Filtering out distractions become increasingly difficult for older adults due to brain related changes, according to recent research results. This task is reasonably easy where younger adults are concerned. The healthy middle aged adults and youngsters in their twenties were equally good where concentrating is concerned, according to functional magnetic resonance imaging (fMRI) studies conducted by Cheryl L. Grady of the Rotman Research Institute at the Baycrest Center for Geriatric Care.
This is not the case with those who have crossed the age of 65 years, who get distracted more easily. Another study has revealed that memory related problems of women who have attained the menopause age are mostly due to mood-related problems. The frontal lobe activity may also be altered with neurochemical and structural changes which take place as a person grows older.
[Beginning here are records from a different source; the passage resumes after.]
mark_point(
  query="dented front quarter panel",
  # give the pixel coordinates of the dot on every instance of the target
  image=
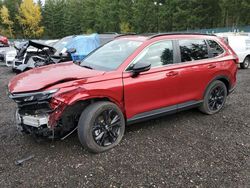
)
(107, 86)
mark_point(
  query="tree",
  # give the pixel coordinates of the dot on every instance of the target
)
(29, 17)
(4, 13)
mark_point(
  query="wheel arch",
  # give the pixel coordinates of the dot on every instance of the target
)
(90, 100)
(221, 78)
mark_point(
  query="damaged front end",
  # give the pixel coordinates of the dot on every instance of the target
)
(38, 113)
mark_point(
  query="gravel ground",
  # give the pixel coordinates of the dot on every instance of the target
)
(187, 149)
The researchers studied 12 middle-aged adults, 12 young adults, and 16 older adults. The brains of these people were being scanned by the fMRI while they performed recognition and encoding tasks. There were no remarkable age differences with regard to encoding tests, but there were differences in recognition accuracy between the different age groups. The middle-aged group displayed lesser recognition accuracy, even though the difference was not very great when compared to the younger group.
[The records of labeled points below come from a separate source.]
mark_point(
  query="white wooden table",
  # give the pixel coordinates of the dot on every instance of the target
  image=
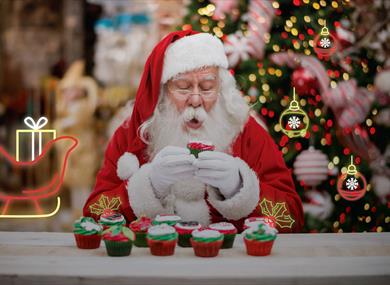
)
(52, 258)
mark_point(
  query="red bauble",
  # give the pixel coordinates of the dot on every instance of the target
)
(304, 81)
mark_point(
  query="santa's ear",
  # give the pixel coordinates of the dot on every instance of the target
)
(127, 165)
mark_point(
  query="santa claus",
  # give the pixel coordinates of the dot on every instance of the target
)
(187, 93)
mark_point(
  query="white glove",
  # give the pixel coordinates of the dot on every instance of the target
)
(170, 165)
(219, 170)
When all the tasks were taken into consideration, older brains displayed a higher level of activity in the parietal and the medial frontal regions. The research also suggested the strategies which older adults may need to adopt to remain focused on the activity on hand. This may involve not undertaking two tasks simultaneously. The level of education also plays a strong role where staying focused is concerned. The more highly educated were less susceptible to this than the less educated.